“In relation to transportation, in 1920, 84% of the residents of the city utilized the bonde (trolley car) as their main means of locomotion. The rest went by trains, boats and buses. Going forward, the number of automobiles in the city grew a lot, and cartoons satirizing the large number of people being run over in the city were far from rare, though due to the inability of the drivers, the lack of attention paid by pedestrians — unfamiliar with these machines — and, principally, the high speed which the cars reached: close to 30km/h.

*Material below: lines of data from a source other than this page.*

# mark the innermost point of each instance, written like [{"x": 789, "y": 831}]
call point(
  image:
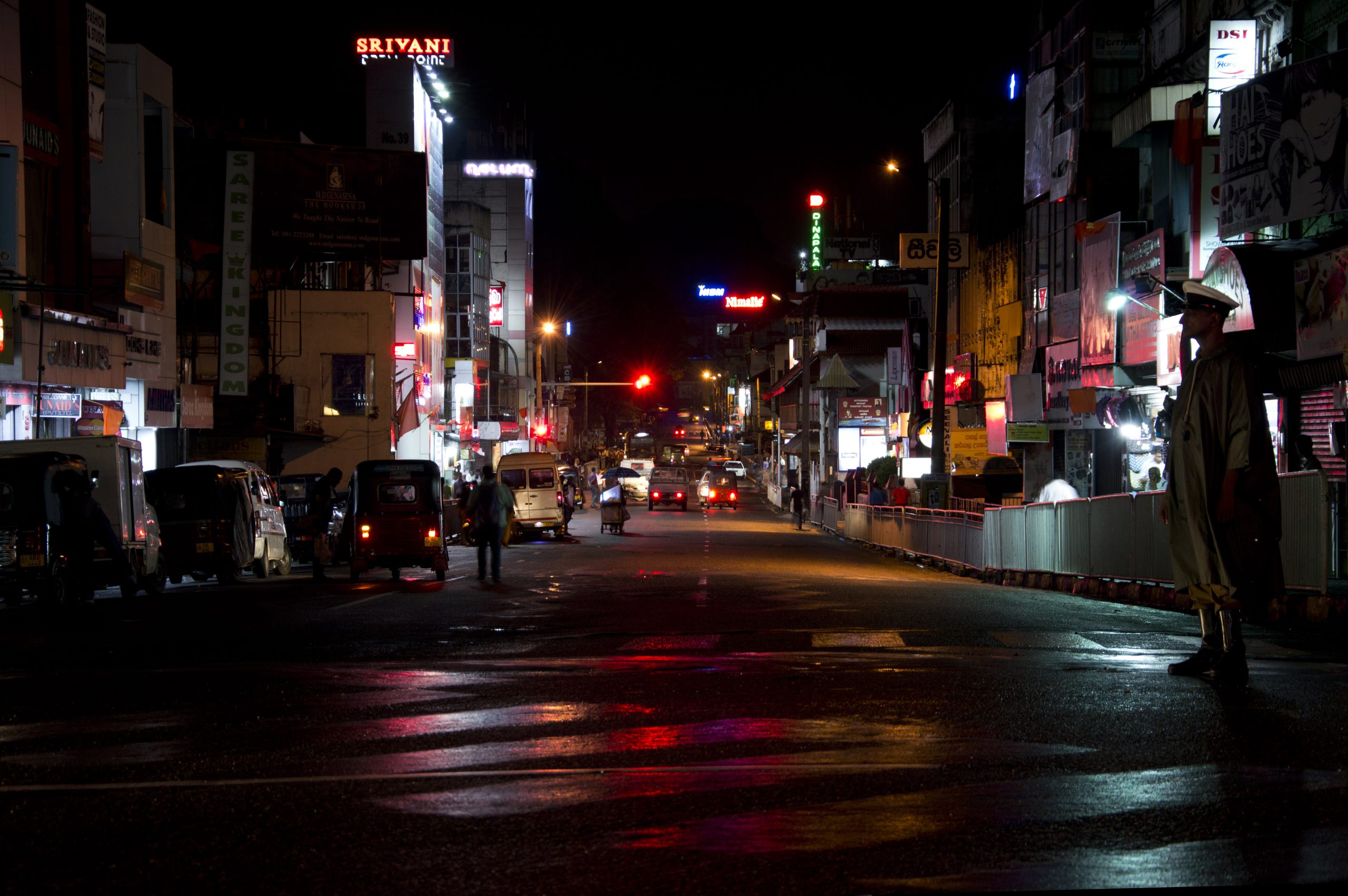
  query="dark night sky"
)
[{"x": 677, "y": 141}]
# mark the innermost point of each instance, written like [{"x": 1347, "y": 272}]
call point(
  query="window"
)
[
  {"x": 348, "y": 384},
  {"x": 397, "y": 494},
  {"x": 157, "y": 163}
]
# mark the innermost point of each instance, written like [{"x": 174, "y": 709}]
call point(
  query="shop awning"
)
[
  {"x": 1312, "y": 375},
  {"x": 785, "y": 383},
  {"x": 797, "y": 445}
]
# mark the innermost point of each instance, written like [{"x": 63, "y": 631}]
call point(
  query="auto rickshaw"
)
[
  {"x": 32, "y": 534},
  {"x": 204, "y": 521},
  {"x": 297, "y": 495},
  {"x": 395, "y": 518}
]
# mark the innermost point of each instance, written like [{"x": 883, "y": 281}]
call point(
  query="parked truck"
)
[{"x": 114, "y": 465}]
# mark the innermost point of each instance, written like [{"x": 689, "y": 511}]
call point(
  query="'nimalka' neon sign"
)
[{"x": 745, "y": 302}]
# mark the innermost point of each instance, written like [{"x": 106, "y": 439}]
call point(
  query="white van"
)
[
  {"x": 270, "y": 545},
  {"x": 114, "y": 464},
  {"x": 538, "y": 491}
]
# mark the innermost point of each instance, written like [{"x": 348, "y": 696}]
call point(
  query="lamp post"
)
[
  {"x": 548, "y": 329},
  {"x": 940, "y": 465}
]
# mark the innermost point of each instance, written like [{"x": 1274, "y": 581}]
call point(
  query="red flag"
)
[
  {"x": 1089, "y": 228},
  {"x": 406, "y": 420}
]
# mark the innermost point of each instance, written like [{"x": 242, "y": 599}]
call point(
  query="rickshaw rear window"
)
[{"x": 397, "y": 494}]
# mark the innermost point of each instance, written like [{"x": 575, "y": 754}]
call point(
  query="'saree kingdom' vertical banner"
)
[{"x": 235, "y": 287}]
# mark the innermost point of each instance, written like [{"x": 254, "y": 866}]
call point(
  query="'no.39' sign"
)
[{"x": 918, "y": 250}]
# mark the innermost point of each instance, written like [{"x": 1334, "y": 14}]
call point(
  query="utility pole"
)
[{"x": 940, "y": 465}]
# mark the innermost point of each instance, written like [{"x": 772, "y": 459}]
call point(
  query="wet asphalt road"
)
[{"x": 712, "y": 702}]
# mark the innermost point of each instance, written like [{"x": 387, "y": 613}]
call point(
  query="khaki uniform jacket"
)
[{"x": 1221, "y": 425}]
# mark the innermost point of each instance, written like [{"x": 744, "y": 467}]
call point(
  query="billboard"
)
[
  {"x": 1320, "y": 286},
  {"x": 1142, "y": 258},
  {"x": 339, "y": 204},
  {"x": 1038, "y": 133},
  {"x": 236, "y": 280},
  {"x": 1284, "y": 146},
  {"x": 1099, "y": 275},
  {"x": 1233, "y": 59}
]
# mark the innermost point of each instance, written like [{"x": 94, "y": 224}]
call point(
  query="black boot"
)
[
  {"x": 1231, "y": 668},
  {"x": 1208, "y": 653}
]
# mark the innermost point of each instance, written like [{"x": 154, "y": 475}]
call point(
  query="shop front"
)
[{"x": 83, "y": 364}]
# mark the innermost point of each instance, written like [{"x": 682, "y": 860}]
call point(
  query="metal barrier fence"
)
[
  {"x": 1116, "y": 536},
  {"x": 1122, "y": 536},
  {"x": 955, "y": 536}
]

Bond, an English word that means letter of guarantee, contract, title worth a given amount, was the name of the passenger receipt tickets on the first collectivee transport vehicles that, since the Empire, circulated in Rio de Janeiro. The reason for the “bondes” (receipt tickets) were that the cost of riding a trolley car was lower than the average bill carried on one’s person, thus they handed out enough tickets for 5 rides for the cost of one bill (of 1,000 réis, in the late 1800s). In time, people started to call the trolleys by the name of the tickets (much like the history of the word “trem” as it’s used in Minas Gerais).
The bondes were a democratic means of transport, serving the whole population:
“In them they sat, side by side, men and women, whites and blacks, poor and wealthy, each one on the way to do their respective activities…”
The first bonde route to start circulating in Rio de Janeiro was in 1859, with animal traction, connecting the modern-day Praça Tiradentes with the Alto da Tijuca. However, the company was dissolved in 1866, due to a financial crisis: in 1868 the service was restarted thanks to a concession given to an American company Botanical Garden Railroad, connecting Rua Gonçalves Dias to Largo do Machado. (Abreu, 1997:44)
These very means of transport took people to the beaches, to popular festivals (religious and other), to the movie theaters (there were 13 in the city), to the playhouses and to the soccer fields. They were the main forms of entertainment for the population.
Source: Um Olhar Bem Humorado Sobre o Rio dos Anos 20
Yet another interesting fact was that there were bondes for different purposes and occasions in the 20s. There were “bondes de distinção” for weddings and baptisms, there were ones for sick people and yet others for deceased ones. The image above shows a “bonde-assistência” (ambulance) from Cia. Ferro-Carril do Jardim Botânico in 1922.